If you are 50 or older, it is time to think about colorectal cancer screening. Colorectal Cancer is the third most common type of non-skin cancer in both men and women. It is estimated that nearly 135,000 people will be diagnosed with it every year, and more than 49,000 will die from it. You don’t have to be a statistic.
Most colorectal cancers usually begin as a polyp, a flat or raised growth in the colon or rectum, which can be found with yearly screenings. That’s good news because if caught early, colorectal cancer is much more treatable.
The actual screening process for colorectal cancer is done in a variety of ways, which are all approved by the U.S. Preventative Services Task Force (USPSTF).
- High-sensitivity fecal occult blood tests. Both polyps and colorectal cancers can bleed and this screening checks for tiny amounts of blood in the stool. The stool samples are collected by the patient using a kit and returned to the doctor. This screening, done one to every two years in those aged 50 to 80, can help reduce the number of colorectal cancer deaths by 15 to 33 percent.
- Stool DNA test. This test also checks for blood in the stool, as well as nine DNA biomarkers in three genes that have been found in colorectal cancer and precancerous advanced adenomas. The sample is also collected with a kit, but this one is mailed to a lab for testing. If a finding is positive for the DNA biomarkers, the patient is advised to have a colonoscopy.
- Sigmoidoscopy. The rectum and sigmoid colon (the part of the colon just above the rectum) are examined with a flexible, lighted tube that has a lens and a tool for removing tissue, like abnormal growths.
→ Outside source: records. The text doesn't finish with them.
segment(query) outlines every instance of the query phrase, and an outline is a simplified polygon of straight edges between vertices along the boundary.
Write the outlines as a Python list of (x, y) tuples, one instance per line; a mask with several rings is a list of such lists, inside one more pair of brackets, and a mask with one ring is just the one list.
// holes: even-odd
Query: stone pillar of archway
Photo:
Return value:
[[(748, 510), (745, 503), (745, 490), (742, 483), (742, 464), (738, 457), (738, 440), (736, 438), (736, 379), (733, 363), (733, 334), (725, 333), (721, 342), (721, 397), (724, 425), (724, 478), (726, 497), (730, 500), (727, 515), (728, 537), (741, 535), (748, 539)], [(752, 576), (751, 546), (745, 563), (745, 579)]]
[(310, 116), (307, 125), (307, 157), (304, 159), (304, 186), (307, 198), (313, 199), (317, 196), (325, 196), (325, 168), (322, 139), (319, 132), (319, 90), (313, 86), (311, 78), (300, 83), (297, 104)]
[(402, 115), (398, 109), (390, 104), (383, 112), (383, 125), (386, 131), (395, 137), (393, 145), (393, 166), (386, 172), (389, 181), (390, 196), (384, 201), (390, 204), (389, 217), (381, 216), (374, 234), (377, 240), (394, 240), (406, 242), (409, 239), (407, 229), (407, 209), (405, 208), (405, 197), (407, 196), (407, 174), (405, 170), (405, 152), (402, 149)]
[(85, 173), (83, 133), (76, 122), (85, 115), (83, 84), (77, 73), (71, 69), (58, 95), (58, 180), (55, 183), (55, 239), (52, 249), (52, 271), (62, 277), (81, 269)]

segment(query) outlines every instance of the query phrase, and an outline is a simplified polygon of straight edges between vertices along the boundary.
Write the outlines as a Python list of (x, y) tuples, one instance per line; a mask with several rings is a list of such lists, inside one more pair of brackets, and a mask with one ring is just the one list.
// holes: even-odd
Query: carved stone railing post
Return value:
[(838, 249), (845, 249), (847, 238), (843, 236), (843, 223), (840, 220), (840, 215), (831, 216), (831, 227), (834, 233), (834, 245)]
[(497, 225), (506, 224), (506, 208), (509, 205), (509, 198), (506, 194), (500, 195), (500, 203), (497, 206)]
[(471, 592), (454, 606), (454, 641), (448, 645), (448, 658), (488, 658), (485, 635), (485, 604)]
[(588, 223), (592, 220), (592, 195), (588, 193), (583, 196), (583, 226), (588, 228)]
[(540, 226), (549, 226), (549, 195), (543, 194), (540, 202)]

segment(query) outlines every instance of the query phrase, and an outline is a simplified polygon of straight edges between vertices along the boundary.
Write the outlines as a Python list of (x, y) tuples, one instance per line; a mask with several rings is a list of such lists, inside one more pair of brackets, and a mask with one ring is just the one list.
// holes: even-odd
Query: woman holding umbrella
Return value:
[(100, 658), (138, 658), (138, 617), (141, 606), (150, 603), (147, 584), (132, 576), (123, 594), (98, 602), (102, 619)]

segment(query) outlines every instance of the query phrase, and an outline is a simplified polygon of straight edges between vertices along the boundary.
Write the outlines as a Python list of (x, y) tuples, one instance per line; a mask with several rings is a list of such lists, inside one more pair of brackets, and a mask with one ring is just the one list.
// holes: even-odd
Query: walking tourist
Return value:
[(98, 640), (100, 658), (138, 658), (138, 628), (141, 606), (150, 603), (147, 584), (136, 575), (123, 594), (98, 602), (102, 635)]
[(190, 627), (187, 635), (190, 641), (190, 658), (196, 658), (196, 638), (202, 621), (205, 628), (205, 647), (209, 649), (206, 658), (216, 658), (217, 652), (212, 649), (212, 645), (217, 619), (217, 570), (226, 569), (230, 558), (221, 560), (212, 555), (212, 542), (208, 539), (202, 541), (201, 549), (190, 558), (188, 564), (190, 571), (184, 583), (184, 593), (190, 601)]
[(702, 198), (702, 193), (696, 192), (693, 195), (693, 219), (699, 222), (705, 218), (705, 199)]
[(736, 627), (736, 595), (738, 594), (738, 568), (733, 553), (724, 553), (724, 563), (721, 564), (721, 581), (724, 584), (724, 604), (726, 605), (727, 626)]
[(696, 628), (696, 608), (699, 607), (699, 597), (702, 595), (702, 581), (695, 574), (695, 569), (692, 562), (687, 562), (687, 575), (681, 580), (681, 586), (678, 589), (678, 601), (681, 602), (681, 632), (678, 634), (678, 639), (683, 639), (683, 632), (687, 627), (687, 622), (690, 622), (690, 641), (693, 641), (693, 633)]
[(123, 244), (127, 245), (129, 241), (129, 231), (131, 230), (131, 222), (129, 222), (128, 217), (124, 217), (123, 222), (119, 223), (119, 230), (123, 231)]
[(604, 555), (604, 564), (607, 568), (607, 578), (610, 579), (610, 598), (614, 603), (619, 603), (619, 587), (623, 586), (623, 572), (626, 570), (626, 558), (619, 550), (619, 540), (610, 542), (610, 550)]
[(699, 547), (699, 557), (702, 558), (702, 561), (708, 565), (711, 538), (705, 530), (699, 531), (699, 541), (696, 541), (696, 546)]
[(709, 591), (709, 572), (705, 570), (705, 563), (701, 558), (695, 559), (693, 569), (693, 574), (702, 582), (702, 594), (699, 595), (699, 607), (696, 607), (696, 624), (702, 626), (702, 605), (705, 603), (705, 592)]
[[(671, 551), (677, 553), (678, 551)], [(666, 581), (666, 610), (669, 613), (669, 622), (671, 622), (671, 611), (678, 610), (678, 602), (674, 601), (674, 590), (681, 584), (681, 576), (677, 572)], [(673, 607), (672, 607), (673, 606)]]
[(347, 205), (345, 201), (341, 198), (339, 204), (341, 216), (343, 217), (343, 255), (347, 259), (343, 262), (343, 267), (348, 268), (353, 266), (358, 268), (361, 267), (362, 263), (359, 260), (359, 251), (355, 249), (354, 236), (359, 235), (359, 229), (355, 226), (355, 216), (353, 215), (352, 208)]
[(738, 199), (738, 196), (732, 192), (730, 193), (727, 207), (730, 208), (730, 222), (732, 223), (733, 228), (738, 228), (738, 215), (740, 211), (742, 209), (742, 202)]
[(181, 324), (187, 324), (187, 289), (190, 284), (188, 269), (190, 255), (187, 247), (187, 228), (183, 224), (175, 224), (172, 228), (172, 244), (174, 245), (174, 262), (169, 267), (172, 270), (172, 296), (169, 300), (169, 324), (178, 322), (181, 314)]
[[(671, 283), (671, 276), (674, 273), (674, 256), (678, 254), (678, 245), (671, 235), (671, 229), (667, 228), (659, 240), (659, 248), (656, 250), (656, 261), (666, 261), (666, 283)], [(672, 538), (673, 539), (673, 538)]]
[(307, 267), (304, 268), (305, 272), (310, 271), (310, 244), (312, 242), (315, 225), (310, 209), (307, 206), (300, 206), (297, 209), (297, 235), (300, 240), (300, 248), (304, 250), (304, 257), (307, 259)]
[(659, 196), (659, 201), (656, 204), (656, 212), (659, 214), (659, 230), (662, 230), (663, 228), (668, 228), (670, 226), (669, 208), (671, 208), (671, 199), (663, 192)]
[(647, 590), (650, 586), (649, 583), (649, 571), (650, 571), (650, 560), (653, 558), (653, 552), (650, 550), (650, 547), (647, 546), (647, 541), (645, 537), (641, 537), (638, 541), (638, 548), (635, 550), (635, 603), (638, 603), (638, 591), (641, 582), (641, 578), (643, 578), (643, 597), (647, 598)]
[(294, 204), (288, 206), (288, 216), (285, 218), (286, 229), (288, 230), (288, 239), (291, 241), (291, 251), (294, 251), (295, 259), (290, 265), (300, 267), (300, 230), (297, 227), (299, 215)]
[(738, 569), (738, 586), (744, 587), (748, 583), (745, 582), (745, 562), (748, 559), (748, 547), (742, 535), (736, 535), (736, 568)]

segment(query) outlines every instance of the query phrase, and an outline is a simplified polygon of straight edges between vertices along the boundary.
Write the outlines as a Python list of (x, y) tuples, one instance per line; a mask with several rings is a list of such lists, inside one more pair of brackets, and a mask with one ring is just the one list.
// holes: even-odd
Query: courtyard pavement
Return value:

This screening requires less extensive preparation than a colonoscopy and the patient is usually not sedated. This regular screening lowers a patient’s risk for cancer in these areas by 60 to 70 percent compared to those that don’t have the screening.
- Standard colonoscopy. In a standard colonoscopy, the rectum and the entire colon are examined using a colonoscope, which is very similar to a sigmoidoscope but is longer to reach through the entire colon. Many patients are sedated during this test. Studies suggest a colonoscopy reduces deaths from colorectal cancer by about 60 to 70 percent. Experts recommend patients at average risk for colorectal cancer, those with negative test results, have a colonoscopy about every 10 year.
- Virtual colonoscopy. This screening uses x-ray equipment to produce a series of photos of the colon and rectum from outside the body. The detailed images can show polyps and other abnormalities. This screening is less invasive than a standard colonoscopy and does not require sedation. It has also been shown to be as accurate as a standard colonoscopy, however, if polyps or abnormalities are detected, the patient must have the standard procedure to remove them. Currently, Medicare and some insurance companies don’t pay for the costs of this procedure.
Talk to your health care provider at Family Health Care of Siouxland about when to begin screening and which test works best for you. The decision is usually based on age, medical history, family history, general health, preparation, sedation, follow-up care and insurance coverage. Each test has its advantages and disadvantages, but any of our qualified physicians can direct you to the right choice.
Don’t wait. Colorectal cancer doesn’t have to mean a death sentence. Early detection is key for successful treatment.